Pubblicato il: 06/05/2020 – 6:29
«Sempre "in direzione ostinata e contraria"»

Sono consapevole del fatto che davanti alla morte o nel ricordo di qualcuno a cui si è stati legati il rischio della retorica è altissimo, nulla di più lontano dagli approcci e dai ragionamenti, a volte ruvidi, di Paolo Pollichieni. Cercherò, dunque, di frenare tentazioni agiografiche dettate dall’affetto e dalla stima lasciando scorrere parole dedicate non al giornalista, ma all’uomo ed all’amico.
Paolo ha sempre coltivato il dubbio e le sue espressioni, verbali o mimiche che fossero, erano quelle di chi non aveva verità in tasca ma si impegnava a trovarle, a distinguerle nella congerie dei fatti, a intuirle come nascoste oltre quell’apparenza che le dava per scontate.
Era un atteggiamento di carattere prima che di pensiero, un’inclinazione d’animo prim’ancora che un’esperienza di vita e di professione.Sapeva essere, in questa ricerca della verità, scomodo e diffidente, preciso nella ricostruzione quanto spesso urticante nelle conclusioni.

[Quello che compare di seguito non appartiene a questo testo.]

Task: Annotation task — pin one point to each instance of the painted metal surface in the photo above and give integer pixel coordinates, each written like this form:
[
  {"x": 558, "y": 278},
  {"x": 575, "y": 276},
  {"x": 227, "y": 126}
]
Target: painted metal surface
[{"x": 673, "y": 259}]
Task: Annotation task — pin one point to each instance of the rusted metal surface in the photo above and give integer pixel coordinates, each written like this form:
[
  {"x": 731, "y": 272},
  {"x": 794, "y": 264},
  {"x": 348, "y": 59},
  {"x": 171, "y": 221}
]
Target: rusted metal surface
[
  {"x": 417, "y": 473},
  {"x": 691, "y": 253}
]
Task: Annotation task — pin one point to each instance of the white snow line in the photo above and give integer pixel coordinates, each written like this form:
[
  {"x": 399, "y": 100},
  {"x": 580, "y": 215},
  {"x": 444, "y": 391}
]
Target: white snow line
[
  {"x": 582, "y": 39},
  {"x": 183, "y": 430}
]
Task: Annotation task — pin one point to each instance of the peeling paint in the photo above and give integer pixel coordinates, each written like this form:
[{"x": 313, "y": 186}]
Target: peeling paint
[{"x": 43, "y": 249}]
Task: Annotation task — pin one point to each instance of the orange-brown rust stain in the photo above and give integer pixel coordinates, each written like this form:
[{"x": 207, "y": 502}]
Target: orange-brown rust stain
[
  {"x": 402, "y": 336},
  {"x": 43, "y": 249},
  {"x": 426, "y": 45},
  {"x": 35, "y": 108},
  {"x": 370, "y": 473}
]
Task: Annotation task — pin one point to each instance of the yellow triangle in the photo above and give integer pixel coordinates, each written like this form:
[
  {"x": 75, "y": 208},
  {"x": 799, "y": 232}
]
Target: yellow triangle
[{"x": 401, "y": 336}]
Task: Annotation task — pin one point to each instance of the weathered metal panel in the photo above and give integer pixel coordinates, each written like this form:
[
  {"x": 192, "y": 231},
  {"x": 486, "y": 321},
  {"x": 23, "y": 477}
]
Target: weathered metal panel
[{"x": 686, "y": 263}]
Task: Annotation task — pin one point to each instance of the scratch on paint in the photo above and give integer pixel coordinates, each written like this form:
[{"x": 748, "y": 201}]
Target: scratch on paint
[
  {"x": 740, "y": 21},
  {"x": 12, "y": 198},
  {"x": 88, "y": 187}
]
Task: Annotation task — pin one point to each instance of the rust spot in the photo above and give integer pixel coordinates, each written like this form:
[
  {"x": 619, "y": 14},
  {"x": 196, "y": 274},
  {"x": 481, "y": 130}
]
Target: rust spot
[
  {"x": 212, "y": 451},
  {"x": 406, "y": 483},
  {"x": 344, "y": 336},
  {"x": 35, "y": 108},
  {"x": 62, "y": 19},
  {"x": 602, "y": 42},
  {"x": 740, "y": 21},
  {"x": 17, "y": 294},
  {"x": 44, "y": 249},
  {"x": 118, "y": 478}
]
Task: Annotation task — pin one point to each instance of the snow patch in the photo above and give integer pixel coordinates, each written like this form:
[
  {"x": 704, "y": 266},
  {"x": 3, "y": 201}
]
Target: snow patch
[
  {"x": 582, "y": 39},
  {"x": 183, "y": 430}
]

Ed è per questo che ha donato, a chi lo ha letto, memorabili descrizioni di un potere che si ritiene tale ma finisce per essere la caricatura, comica o tragica, di se stesso; ha regalato editoriali sagaci, citazioni colte, battute fulminanti e aneddoti significativi; ha mantenuto viva la narrazione di una regione sfregiata dal malaffare ma comunque indomita e con i segni di una speranza possibile.Non aveva un carattere facile Paolo; anzi, in lui il disincanto, mai celato, era una sorta di tonalità emotiva utile ad indagare e comprendere le persone, i fatti della vita, le miserie della politica e della società; e non dev’essere stato facile perché a dispetto dell’apparenza, questa la mia personale testimonianza, era capace di istintivi slanci emotivi, di amicizie improvvise e poi durature.

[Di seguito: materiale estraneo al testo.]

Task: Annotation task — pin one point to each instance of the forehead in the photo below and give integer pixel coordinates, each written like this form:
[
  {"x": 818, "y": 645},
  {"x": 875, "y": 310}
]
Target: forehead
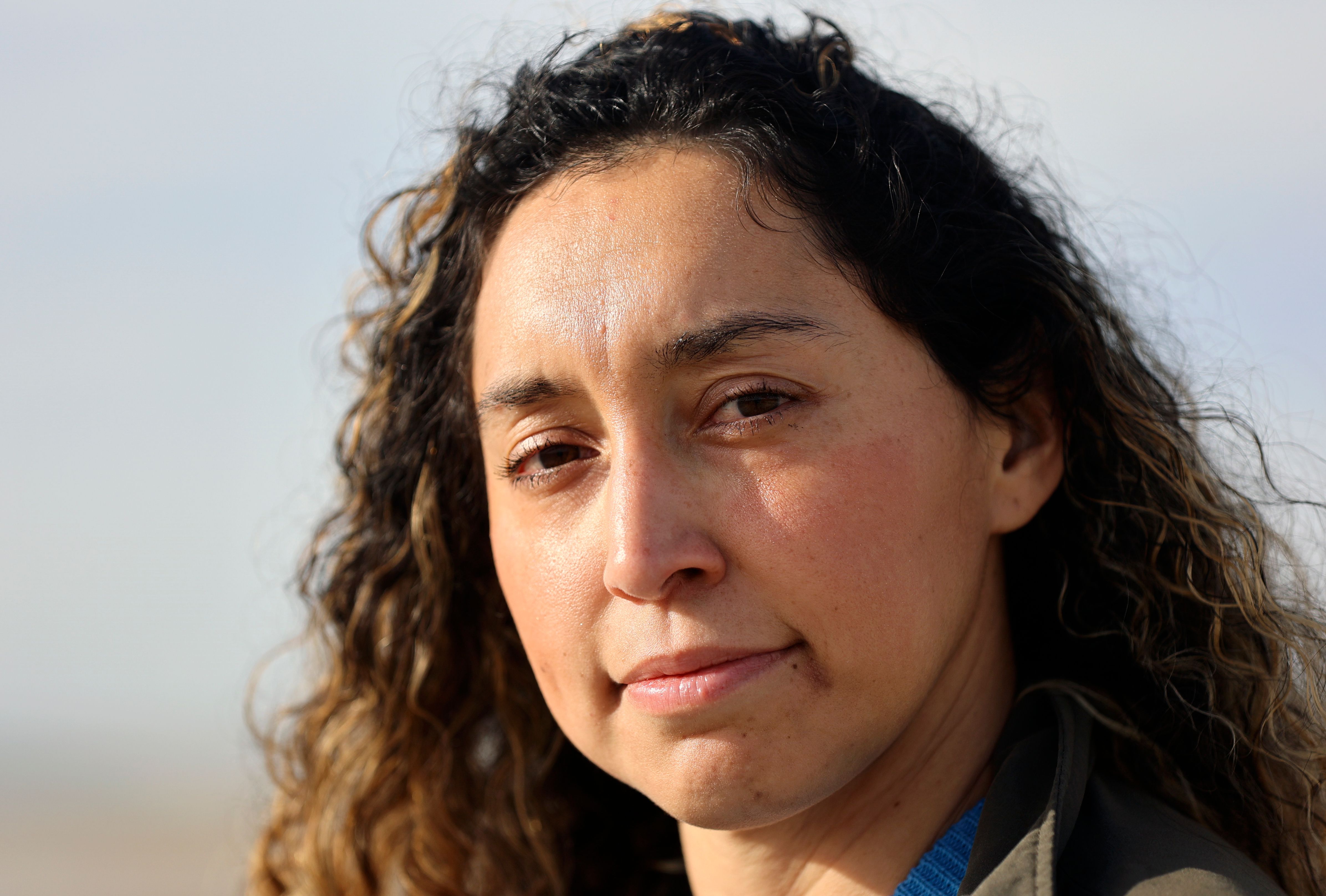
[{"x": 603, "y": 267}]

Paolo non si è mai arreso e le delusioni cocenti sono diventate coraggiose ripartenze come per il Corriere della Calabria, un’idea prima che un’impresa, una visione e solo dopo un lavoro; era la sua creatura ed il suo lascito ed è con queste premesse che ho instaurato con Paolo un rapporto di stima e fiducia, istintivo e crescente.Abbiamo affrontato insieme momenti non facili, ed era inevitabile per chi – citando il suo amato De Andrè – “viaggia in direzione ostinata e contraria”; in un’amicizia durata troppo poco ci ha sempre animato un’unica, ferma e condivisa consapevolezza: fare impresa editoriale in Calabria non è semplice ma ci sono realtà la cui voce non può tacere, il cui contributo critico è utile oggi ed essenziale al domani.

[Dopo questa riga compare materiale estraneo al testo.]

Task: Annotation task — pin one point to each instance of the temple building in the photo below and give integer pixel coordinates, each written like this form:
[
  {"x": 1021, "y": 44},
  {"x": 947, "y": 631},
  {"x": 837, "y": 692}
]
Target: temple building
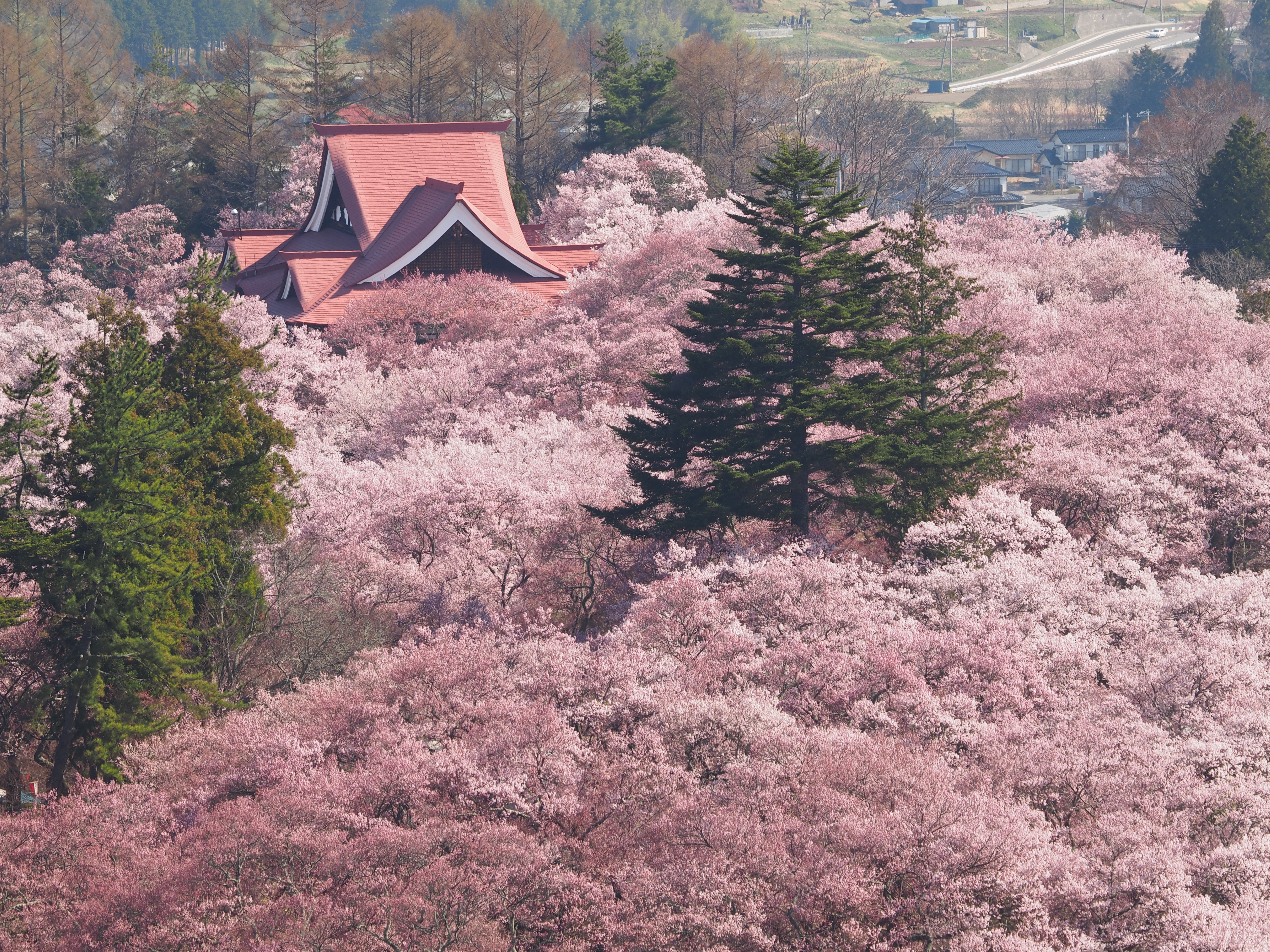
[{"x": 392, "y": 200}]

In un editoriale, Paolo cita Salvatore Quasimodo e quella che ritiene «la più bella e la più struggente delle sue liriche (…) composta per spiegare le ragioni per le quali i poeti, gli intellettuali sono rimasti paralizzati cinque lunghi anni, rinunciando a dire e a comporre».
“(…) Alle fronde dei salici, per voto,
anche le nostre cetre erano appese,
oscillavano lievi al triste vento”
Mediti ognuno di noi. Ed eviti di fare la stessa scelta. Caro Paolo, è passato un anno e non abbiamo appeso le cetre alle fronde dei salici.